Необходимо всегда различать метафизику как тонкий уровень бытия и интерпретацию этого уровня. Интерпретация далеко не всегда устойчива во времени – она бывает обусловлена культурным контекстом, характерным для той или иной стадии социального становления.
До появления письменности метафизическая интерпретация всегда была актуальной, но достаточно ограниченной в содержательном плане, поскольку ее из поколения в поколение поддерживали носители устной традиции. Все, что нельзя было запомнить или непосредственно воспринять, с каждым новым поколением забывалось и отсеивалось.
С появлением письменности частично снялась острая необходимость в интенсивном воспроизведении и запоминании традиции. Как следствие, сложились условия для разработки более широкого спектра метафизических вопросов. Вместе с тем, естественный механизм обновления традиции посредством живой социальной памяти оказался утрачен.
Придать актуальность традиции первоначально стремилась догматика, которая фиксировала и акцентировала самые существенные моменты. Без исторического пересмотра догматика постепенно выродилась и стала уязвимой для ереси, преследование которой еще более усугубило ситуацию. Место ереси в эпоху просвещения занял рационализм, которому традиция из-за собственной ригидности не смогла ничего противопоставить.
Вследствие того, что догмат не подлежал пересмотру и обновлению, традиция оказалась антагонистом рациональности. Это поставило метафизику в сложное положение, поскольку традиция деградировала как ее носитель, а рационализм в тот период находился в зачаточном состоянии и не поднимался до ее высот.
Вследствие того, что многочисленные письменные источники эпохи средневековья интерпретировали метафизику в традиционном контексте, многие интеллектуалы Просвещения и Нового времени не рассматривали ее как нечто самостоятельное. Как следствие, их критика традиции самопроизвольно переносилась на метафизику.
Результатом этого стало появление множества спекуляций, в которых метафизика рассматривалась как оторванная от действительности совокупность заблуждений. В содержательном плане все эти спекуляции относились к деградировавшей к тому времени традиции, а вовсе не к метафизике как к более тонкому измерению бытия.
Предлагаемая традицией интерпретация – это один из ограниченных способов описания этого уровня, но не он сам. Подлинная метафизика коренится не в интерпретации, а в бытии, поэтому она никогда не теряет актуальность. Когда интерпретация вырождается и перестает соответствовать бытию, метафизика также перестает ей соответствовать.
Поскольку метафизика способна быть трансцендентна собственной интерпретации, ее содержание и статус подлежит пересмотру всякий раз, когда в этом возникает необходимость. В этом плане метафизика – скорее живая субстанция, нежели абстрактная категория ума, которая способна существовать без обновления.
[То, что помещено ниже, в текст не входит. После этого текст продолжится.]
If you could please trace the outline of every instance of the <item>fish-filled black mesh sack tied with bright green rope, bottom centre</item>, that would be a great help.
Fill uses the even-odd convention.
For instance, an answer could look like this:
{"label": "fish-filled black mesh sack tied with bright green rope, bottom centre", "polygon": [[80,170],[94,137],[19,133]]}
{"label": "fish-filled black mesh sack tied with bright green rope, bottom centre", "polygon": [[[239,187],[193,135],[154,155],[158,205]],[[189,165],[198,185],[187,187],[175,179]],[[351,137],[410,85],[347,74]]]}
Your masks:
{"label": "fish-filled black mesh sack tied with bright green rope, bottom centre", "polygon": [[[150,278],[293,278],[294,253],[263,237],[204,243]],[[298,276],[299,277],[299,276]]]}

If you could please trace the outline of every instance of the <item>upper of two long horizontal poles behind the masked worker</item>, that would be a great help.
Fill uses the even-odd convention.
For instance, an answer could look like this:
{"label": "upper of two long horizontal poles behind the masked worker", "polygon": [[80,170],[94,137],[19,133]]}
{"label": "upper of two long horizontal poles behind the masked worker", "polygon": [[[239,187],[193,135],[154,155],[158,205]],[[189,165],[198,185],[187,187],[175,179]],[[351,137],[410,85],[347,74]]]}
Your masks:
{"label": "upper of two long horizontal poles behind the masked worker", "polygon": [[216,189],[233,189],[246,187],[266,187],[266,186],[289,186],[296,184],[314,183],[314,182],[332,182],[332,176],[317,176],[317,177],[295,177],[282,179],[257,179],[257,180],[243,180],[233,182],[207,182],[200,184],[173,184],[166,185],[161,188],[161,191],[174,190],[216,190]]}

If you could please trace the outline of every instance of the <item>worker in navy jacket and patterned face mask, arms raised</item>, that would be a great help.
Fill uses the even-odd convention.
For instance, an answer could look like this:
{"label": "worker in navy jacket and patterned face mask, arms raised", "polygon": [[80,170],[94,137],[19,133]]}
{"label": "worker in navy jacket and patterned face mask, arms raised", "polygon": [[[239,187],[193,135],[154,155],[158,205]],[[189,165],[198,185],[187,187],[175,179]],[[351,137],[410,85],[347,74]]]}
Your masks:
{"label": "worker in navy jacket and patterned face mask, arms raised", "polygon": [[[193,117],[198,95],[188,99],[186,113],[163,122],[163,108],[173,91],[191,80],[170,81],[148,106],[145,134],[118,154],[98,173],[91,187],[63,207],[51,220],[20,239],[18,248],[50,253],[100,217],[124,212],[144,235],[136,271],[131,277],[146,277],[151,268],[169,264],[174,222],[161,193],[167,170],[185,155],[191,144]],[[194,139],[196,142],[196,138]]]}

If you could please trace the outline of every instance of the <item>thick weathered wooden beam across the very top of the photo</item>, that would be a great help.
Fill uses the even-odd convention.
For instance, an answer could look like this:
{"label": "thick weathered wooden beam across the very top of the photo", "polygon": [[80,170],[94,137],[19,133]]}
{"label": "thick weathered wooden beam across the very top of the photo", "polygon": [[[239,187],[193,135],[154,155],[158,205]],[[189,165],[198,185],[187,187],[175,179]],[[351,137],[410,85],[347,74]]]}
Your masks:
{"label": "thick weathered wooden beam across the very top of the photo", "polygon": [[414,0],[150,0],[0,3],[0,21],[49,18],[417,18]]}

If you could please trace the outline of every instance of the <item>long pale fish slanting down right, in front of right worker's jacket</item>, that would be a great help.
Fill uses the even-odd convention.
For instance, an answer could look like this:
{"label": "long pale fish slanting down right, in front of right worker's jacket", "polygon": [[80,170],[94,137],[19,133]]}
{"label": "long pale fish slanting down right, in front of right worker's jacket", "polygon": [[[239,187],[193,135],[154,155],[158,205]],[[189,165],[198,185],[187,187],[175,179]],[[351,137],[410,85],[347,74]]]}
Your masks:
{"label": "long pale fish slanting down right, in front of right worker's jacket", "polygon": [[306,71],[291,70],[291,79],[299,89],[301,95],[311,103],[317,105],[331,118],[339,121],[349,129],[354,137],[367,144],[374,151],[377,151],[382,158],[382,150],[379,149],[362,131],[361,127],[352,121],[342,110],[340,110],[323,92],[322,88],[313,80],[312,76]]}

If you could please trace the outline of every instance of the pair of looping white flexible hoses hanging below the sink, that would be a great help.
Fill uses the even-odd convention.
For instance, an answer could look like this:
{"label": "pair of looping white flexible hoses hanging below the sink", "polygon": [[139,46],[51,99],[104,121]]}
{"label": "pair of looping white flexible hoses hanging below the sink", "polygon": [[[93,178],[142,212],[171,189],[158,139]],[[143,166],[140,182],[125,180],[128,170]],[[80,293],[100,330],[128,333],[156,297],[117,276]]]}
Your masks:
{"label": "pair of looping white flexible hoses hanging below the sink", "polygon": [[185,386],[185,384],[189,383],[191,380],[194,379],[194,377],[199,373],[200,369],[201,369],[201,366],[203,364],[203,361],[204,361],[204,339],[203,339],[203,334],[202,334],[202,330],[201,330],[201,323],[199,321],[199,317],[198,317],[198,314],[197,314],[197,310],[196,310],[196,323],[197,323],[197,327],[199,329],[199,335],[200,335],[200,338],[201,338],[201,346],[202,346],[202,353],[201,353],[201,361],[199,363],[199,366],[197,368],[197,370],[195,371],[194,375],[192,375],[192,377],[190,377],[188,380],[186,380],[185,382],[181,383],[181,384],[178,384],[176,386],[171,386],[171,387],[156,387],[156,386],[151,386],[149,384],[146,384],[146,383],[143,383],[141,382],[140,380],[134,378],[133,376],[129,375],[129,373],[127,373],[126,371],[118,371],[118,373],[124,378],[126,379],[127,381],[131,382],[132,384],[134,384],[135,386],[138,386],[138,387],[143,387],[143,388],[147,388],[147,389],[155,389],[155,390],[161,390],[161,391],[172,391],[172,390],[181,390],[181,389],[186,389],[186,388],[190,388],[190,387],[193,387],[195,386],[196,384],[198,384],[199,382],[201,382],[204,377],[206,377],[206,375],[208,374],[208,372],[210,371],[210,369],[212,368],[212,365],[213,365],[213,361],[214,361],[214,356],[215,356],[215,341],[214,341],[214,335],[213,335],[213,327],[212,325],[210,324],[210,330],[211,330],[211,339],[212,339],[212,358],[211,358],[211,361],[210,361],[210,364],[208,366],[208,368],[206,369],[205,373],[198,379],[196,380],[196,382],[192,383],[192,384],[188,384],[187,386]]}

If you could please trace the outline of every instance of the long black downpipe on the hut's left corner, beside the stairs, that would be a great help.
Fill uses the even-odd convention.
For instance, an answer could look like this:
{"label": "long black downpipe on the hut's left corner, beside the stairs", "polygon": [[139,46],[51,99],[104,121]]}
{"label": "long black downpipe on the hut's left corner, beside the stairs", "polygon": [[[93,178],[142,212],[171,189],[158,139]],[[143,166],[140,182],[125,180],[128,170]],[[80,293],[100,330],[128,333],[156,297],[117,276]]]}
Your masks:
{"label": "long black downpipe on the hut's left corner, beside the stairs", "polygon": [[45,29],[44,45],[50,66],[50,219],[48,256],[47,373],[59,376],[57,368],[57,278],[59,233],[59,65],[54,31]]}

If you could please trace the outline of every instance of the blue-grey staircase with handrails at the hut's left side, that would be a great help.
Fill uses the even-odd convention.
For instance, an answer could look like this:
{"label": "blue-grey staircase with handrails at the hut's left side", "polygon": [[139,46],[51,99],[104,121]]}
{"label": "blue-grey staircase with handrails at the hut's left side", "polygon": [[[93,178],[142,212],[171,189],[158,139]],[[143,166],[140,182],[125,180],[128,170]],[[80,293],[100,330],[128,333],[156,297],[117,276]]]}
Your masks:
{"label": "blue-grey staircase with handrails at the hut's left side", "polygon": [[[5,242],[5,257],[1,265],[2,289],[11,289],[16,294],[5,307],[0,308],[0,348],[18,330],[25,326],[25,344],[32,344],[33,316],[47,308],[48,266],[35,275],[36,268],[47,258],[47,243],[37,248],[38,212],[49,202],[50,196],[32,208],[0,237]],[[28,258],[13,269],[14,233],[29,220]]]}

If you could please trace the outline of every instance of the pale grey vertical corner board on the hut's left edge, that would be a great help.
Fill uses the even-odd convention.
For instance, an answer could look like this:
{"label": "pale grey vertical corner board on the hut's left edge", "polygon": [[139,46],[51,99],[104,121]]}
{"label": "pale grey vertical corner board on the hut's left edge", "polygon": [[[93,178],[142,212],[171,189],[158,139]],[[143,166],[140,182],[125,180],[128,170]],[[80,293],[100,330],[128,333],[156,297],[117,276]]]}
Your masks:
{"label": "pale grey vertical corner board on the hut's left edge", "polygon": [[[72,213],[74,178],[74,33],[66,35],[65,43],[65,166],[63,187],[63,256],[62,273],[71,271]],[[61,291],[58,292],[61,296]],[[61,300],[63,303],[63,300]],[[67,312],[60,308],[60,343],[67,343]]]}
С эпохи Просвещения и вплоть до современности различные философы противопоставляли метафизику историзму, эмпиризму, рационализму, критицизму, позитивизму, материализму и атеизму.
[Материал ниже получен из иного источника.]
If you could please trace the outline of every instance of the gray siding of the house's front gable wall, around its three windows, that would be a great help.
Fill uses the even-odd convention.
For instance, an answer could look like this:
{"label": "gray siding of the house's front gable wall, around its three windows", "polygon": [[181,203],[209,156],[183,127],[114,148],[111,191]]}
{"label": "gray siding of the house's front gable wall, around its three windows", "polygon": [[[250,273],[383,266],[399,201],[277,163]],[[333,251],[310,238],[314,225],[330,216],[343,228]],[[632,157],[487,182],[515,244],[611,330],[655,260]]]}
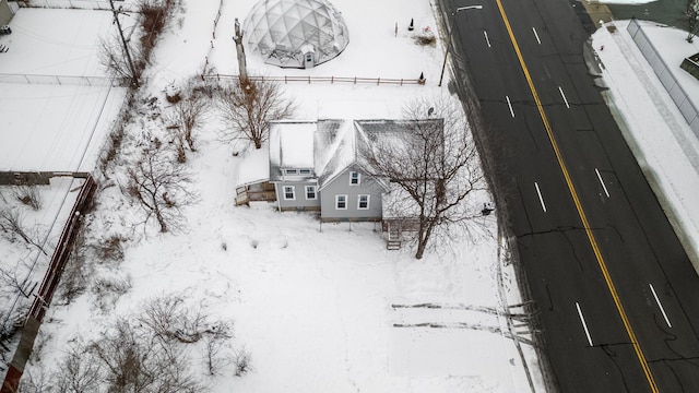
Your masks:
{"label": "gray siding of the house's front gable wall, around its three windows", "polygon": [[[350,172],[360,174],[359,186],[350,186]],[[383,188],[374,178],[356,167],[345,169],[340,176],[324,186],[321,193],[321,216],[324,222],[332,221],[380,221],[381,193]],[[358,209],[360,194],[369,195],[369,209]],[[335,209],[335,196],[347,195],[347,209]]]}

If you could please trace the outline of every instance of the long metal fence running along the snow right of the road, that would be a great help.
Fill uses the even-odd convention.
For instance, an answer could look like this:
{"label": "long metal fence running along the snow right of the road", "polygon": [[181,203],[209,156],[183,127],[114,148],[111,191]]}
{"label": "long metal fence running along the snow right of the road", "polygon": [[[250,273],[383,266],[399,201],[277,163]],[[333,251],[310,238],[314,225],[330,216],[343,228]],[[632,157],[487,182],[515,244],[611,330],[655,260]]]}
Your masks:
{"label": "long metal fence running along the snow right of the road", "polygon": [[[653,72],[655,72],[655,75],[657,75],[657,79],[667,91],[667,94],[673,98],[673,102],[685,120],[687,120],[691,131],[697,138],[699,138],[699,110],[691,99],[689,99],[687,92],[685,92],[682,85],[677,82],[677,79],[671,71],[670,67],[667,67],[665,60],[660,56],[657,49],[655,49],[655,46],[649,39],[645,32],[643,32],[643,27],[636,17],[631,19],[626,31],[629,33],[633,43],[636,43],[636,46],[653,69]],[[679,64],[676,67],[679,68]]]}

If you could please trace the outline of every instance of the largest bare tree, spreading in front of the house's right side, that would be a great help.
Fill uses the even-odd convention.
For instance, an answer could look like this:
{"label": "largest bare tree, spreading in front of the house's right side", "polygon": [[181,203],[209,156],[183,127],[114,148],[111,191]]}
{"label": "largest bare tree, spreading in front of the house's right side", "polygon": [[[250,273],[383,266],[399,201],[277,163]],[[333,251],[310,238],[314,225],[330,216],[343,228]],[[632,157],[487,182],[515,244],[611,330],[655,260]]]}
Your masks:
{"label": "largest bare tree, spreading in front of the house's right side", "polygon": [[[426,117],[428,117],[426,119]],[[374,175],[393,186],[394,216],[417,226],[420,259],[433,235],[478,215],[467,196],[486,188],[462,109],[447,99],[416,100],[405,108],[404,131],[383,134],[367,148]],[[387,199],[390,202],[390,198]]]}

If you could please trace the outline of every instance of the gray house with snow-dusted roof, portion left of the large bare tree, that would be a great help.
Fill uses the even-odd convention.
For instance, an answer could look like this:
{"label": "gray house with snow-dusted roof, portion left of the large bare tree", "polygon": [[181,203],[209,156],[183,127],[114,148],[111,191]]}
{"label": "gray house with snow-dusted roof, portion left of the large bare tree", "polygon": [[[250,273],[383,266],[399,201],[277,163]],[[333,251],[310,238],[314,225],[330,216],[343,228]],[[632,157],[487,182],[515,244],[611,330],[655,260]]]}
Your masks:
{"label": "gray house with snow-dusted roof, portion left of the large bare tree", "polygon": [[270,182],[281,211],[319,211],[321,221],[378,222],[387,179],[365,159],[392,120],[276,121],[270,124]]}

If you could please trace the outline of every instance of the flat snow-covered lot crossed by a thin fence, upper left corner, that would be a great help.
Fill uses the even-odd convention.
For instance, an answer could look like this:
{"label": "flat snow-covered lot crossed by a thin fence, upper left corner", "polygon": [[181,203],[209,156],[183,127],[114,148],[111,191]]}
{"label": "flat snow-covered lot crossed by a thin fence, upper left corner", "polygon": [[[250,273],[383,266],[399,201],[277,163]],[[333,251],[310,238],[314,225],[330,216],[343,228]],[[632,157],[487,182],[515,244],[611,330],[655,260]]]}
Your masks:
{"label": "flat snow-covered lot crossed by a thin fence, upper left corner", "polygon": [[[91,171],[123,104],[99,63],[111,12],[20,9],[0,61],[0,170]],[[88,32],[88,33],[86,33]]]}

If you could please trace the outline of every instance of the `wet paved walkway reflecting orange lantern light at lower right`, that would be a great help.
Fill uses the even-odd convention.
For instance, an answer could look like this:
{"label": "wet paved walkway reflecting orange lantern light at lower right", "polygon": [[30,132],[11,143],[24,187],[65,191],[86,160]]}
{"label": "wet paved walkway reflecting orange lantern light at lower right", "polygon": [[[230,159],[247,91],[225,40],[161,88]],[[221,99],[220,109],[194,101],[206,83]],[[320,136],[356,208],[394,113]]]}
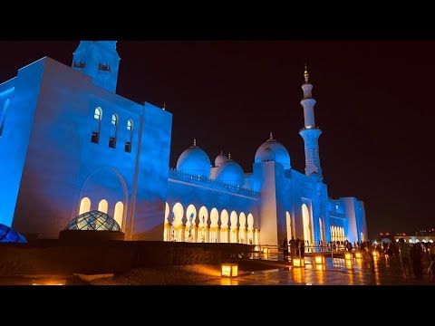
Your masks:
{"label": "wet paved walkway reflecting orange lantern light at lower right", "polygon": [[326,258],[326,264],[315,265],[314,257],[305,257],[305,267],[280,267],[254,272],[237,278],[214,278],[204,285],[435,285],[423,264],[423,279],[405,278],[401,263],[395,257],[386,260],[356,260],[346,263],[341,258]]}

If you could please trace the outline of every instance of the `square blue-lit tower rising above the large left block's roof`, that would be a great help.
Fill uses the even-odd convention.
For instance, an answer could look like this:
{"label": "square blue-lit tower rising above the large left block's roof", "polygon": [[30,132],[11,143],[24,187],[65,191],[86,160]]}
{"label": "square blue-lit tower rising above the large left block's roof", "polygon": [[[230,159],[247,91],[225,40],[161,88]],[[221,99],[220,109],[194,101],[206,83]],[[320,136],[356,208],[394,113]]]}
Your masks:
{"label": "square blue-lit tower rising above the large left block's roof", "polygon": [[73,53],[73,69],[91,76],[95,85],[116,92],[120,60],[116,41],[80,41]]}

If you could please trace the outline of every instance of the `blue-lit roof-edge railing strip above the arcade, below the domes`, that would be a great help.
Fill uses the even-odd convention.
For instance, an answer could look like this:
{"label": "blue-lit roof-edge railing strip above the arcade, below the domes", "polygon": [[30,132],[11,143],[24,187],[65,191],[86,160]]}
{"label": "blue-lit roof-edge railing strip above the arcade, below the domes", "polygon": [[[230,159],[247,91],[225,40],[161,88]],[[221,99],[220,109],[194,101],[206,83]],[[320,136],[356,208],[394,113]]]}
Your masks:
{"label": "blue-lit roof-edge railing strip above the arcade, below the domes", "polygon": [[217,179],[212,179],[211,177],[206,176],[200,176],[200,175],[193,175],[184,171],[179,171],[176,168],[170,168],[169,169],[169,176],[177,178],[179,180],[185,180],[185,181],[194,181],[195,183],[201,184],[201,185],[207,185],[207,187],[211,187],[214,189],[220,189],[220,190],[227,190],[231,191],[237,194],[247,195],[247,196],[254,196],[258,197],[259,194],[247,187],[240,187],[236,185],[228,184],[227,182],[218,181]]}

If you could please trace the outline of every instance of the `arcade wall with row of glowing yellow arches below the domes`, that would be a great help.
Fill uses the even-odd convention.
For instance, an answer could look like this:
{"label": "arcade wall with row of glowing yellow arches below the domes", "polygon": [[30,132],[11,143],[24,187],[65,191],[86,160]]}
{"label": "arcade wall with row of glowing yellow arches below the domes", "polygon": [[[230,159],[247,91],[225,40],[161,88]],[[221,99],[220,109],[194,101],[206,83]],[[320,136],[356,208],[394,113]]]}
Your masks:
{"label": "arcade wall with row of glowing yellow arches below the domes", "polygon": [[[169,178],[167,202],[165,221],[172,225],[167,241],[188,241],[191,231],[192,242],[255,243],[254,230],[259,228],[255,194],[237,194],[174,177]],[[188,232],[177,233],[180,228]]]}

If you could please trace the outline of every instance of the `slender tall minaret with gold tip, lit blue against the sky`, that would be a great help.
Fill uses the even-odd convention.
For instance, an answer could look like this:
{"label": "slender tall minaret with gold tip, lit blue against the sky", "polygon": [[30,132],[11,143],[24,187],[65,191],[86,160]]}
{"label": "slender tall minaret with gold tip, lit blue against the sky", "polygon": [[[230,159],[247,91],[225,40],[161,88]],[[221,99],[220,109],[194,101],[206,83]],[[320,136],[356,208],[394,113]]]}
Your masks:
{"label": "slender tall minaret with gold tip, lit blue against the sky", "polygon": [[319,158],[319,137],[322,131],[315,127],[314,121],[314,105],[312,90],[313,85],[308,81],[308,71],[304,71],[305,82],[302,85],[304,91],[304,99],[301,100],[301,104],[304,107],[304,128],[299,131],[299,134],[304,139],[305,148],[305,175],[310,176],[316,172],[322,177],[322,168],[320,168]]}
Если все это не пересматривать, то метафизика перестает быть «тем, что идет после физики», и превращается в ограниченную совокупность устаревших взглядов, которые в современном контексте граничат с обскурантизмом. Некоторые современники поспешили отталкиваться от этого и изобретать всякие «постметафизики», однако ничего кроме иронического отношения это не заслуживает.
Поскольку метафизика – это, прежде всего, уровень бытия, имеет смысл говорить не о «преодолении метафизики», а об обновлении ее интерпретации – новой метафизике. А что, собственного, нового?
Новая метафизика не противостоит историзму, потому что история придает индивиду масштаб и объем. Историзм лежит в основе западной саморефлексии, благодаря которой жизнь обретает внутренние черты и раскрывается во всей ее изменчивости и сложности. Обостренное чувство истории – устойчивая характеристика фаустовской души.
Новая метафизика не противостоит эмпиризму, поскольку опыт материи сам по себе метафизичен – на внутреннем уровне в нем отражается мир. Без эмпирической основы метафизическая восприимчивость сужается до абстрактного понимания.
Новая метафизика не противостоит рационализму, поскольку в своем современном виде он раскрывается через классическую, неклассическую и постнеклассическую рациональность, которая вполне адаптивна к метафизическому плану.